Now that the 10-part Netflix documentary series has become an international sensation, the NYT sent Davey back to Manitowoc County. Not to dig up anything new that Ricciardi, Demos, and a host of other real-life characters involved hadn’t already stirred up with media interviews and reports, of course, but to see for herself how much Manitowoc had changed in more than a decade. That, and to find out how the area was coping with its newfound — though mostly negative — fame.
As one of the few people willing to talk to Davey puts it:
“We lived through this 10 years ago,” Jason Ring, the president of the Manitowoc Area Visitor and Convention Bureau, said from a counter covered in maps and brochures.
“We made our judgment, and the trial came to an end, and locally most people were in support of that,” Mr. Ring said. “Now it’s back — by no choosing or no doing of anyone in this community.”
“So that’s the first point of injustice,” he added. “That we have to live through it again.”
Unsurprisingly, local governmental, police and business officials were unwilling to talk to Davey. Aside from one businesswoman’s safety concerns over an apparent protest, no concrete reasons were given, though it isn’t difficult to guess that most people in Manitowoc are simply tired of all the exposure. And as Ring noted above, everyone wasn’t happy about having to relive the local media frenzy from 10 years prior.
Then again, a more recent phenomena has also soured area residents to the press’s presence and questions about Making a Murderer — all the backlash. From online reviews and angry threats, to trolling posters and other occurrences, Manitowoc’s many electronic and physical lines of communication are rife with viewers who think the county falsely imprisoned Avery and his nephew, Brendan Dassey.
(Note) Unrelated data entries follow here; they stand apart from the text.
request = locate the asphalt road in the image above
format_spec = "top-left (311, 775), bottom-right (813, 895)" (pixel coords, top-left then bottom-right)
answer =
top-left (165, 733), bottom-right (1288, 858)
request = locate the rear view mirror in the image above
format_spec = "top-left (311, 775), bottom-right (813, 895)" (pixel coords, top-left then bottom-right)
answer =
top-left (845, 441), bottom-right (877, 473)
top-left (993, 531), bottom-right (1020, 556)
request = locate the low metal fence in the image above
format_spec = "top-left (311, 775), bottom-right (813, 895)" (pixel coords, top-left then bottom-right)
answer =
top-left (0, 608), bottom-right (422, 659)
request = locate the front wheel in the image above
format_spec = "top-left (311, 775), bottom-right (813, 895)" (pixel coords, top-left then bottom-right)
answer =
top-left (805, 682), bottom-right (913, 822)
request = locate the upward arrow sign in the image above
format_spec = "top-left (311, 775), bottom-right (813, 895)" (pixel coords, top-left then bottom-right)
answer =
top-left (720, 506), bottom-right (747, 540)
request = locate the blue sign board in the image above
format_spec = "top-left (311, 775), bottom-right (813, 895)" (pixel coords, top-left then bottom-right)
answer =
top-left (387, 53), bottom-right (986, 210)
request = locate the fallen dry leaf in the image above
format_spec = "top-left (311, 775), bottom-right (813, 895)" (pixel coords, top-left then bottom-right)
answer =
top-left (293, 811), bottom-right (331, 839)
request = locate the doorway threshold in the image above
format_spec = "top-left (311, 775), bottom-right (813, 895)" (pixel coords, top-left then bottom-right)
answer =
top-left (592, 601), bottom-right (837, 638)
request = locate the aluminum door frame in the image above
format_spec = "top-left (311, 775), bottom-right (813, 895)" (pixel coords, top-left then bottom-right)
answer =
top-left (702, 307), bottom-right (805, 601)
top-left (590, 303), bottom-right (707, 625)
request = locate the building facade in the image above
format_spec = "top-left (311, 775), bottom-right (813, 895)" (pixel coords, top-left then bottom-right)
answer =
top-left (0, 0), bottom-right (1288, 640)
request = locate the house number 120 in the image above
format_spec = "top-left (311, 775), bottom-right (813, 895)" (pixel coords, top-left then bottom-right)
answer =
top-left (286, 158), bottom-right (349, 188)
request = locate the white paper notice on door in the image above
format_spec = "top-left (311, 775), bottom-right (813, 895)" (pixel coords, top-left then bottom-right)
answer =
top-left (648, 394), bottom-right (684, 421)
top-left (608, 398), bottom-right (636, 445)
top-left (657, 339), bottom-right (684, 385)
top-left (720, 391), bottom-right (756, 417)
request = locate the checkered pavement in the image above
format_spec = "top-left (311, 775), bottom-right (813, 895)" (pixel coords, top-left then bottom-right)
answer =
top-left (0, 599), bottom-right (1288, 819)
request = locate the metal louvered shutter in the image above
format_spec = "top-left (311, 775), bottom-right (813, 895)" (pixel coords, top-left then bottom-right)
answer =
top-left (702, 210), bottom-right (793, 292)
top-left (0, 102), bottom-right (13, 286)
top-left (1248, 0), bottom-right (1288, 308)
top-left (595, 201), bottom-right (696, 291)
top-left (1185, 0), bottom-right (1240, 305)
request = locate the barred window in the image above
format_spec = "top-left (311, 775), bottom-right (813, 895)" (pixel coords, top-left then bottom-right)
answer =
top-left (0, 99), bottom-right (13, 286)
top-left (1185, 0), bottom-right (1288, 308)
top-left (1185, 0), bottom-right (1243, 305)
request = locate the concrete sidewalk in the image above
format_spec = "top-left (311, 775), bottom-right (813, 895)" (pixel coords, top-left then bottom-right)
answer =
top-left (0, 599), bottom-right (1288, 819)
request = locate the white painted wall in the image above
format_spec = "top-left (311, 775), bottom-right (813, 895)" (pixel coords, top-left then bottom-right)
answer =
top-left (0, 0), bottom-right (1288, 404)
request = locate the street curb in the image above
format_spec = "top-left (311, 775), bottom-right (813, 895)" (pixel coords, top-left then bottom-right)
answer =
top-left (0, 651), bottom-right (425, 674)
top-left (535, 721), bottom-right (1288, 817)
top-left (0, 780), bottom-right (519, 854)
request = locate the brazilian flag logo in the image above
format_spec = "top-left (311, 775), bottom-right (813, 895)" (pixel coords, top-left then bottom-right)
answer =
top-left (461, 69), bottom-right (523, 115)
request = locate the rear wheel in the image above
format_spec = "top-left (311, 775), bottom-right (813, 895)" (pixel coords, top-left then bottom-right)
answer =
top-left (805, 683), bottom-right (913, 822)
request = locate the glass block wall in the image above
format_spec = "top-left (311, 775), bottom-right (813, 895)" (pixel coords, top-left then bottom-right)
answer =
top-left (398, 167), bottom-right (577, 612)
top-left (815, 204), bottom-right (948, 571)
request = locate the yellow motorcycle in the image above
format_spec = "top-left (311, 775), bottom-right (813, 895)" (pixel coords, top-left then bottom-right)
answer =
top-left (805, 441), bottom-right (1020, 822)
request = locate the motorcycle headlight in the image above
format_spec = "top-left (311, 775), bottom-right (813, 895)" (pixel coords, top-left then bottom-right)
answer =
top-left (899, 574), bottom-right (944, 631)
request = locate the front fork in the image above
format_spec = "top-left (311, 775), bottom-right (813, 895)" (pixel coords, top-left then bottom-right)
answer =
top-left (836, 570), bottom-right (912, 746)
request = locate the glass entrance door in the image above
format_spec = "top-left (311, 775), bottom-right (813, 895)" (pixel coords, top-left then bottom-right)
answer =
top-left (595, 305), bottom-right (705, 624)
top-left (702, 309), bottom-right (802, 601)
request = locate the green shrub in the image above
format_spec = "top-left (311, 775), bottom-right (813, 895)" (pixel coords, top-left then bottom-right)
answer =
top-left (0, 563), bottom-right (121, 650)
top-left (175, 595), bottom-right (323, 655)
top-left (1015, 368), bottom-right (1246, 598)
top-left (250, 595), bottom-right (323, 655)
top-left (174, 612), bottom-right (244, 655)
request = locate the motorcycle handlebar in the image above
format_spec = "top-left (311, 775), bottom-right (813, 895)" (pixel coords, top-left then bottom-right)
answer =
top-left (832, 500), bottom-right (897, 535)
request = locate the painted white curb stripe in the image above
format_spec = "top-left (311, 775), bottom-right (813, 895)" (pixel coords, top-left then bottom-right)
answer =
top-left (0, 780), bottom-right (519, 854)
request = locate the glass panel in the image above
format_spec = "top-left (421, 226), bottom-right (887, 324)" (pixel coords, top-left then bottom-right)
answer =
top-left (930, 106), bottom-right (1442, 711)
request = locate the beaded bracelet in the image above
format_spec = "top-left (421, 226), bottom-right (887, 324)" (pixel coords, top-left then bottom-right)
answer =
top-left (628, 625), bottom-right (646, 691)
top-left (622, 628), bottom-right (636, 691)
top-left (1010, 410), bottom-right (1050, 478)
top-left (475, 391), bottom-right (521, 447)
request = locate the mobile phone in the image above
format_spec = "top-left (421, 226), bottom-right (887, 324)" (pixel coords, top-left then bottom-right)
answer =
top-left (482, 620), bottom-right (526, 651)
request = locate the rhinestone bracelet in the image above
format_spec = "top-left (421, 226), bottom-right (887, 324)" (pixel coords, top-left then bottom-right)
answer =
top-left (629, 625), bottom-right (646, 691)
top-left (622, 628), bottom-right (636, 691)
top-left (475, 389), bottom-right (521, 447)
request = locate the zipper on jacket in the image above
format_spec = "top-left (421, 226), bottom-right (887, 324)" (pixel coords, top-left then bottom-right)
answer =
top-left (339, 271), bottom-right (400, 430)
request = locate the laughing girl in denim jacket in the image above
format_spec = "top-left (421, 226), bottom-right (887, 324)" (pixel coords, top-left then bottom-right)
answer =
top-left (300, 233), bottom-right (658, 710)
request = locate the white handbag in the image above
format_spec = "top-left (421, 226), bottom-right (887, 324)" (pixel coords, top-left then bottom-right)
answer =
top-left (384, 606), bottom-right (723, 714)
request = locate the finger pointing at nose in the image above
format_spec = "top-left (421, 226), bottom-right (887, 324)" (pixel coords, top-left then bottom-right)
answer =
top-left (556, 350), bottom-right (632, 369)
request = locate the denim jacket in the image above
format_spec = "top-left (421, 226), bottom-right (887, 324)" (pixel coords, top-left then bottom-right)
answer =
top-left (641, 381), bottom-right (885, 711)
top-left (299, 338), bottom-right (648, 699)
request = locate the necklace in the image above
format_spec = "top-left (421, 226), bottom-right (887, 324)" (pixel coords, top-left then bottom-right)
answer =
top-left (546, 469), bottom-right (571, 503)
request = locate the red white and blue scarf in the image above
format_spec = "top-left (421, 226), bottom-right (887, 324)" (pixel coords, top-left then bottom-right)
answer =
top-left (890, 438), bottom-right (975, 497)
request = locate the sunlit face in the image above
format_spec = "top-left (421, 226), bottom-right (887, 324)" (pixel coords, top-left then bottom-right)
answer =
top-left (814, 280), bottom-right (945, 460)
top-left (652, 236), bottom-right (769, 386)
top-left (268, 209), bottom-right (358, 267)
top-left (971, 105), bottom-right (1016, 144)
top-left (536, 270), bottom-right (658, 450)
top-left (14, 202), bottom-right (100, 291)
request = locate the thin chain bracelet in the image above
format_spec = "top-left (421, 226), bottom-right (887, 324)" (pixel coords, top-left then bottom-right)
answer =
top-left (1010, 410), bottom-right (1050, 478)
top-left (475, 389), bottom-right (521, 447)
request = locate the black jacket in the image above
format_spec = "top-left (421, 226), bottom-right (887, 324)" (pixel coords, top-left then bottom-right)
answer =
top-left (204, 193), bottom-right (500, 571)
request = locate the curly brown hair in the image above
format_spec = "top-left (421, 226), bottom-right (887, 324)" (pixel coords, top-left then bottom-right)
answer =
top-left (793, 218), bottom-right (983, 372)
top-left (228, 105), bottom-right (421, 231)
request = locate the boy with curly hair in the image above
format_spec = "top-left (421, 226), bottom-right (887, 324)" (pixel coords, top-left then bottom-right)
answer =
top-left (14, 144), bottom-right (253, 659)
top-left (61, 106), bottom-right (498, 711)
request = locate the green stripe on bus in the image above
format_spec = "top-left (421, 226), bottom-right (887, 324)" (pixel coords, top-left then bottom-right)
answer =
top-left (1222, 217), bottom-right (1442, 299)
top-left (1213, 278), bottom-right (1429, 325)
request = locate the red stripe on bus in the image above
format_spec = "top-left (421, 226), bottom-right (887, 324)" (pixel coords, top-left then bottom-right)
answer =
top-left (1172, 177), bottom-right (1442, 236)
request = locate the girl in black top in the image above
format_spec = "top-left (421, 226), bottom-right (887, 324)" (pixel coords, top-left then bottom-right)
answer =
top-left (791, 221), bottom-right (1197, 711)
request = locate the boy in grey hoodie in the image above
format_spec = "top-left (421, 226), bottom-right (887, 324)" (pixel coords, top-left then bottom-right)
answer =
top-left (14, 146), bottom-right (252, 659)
As Ricciardi put it in conversation with Davey:
“We have empathy for Manitowoc because we know that people have been reaching out in unkind ways and posting things about the city and the county,” Ms. Ricciardi said. “That’s an unfortunate response, because we have always wanted the series to be constructive, not destructive.”
Perhaps the most heartbreaking moment, however, comes in article’s final moments spent with Avery’s mother, Dolores. When Davey asked her about all the interest Making a Murderer had dumped on her family’s story, the matriarch brushed it aside as if she didn’t want to talk about it. “I’m too old for this,” she said. “It’s too much.”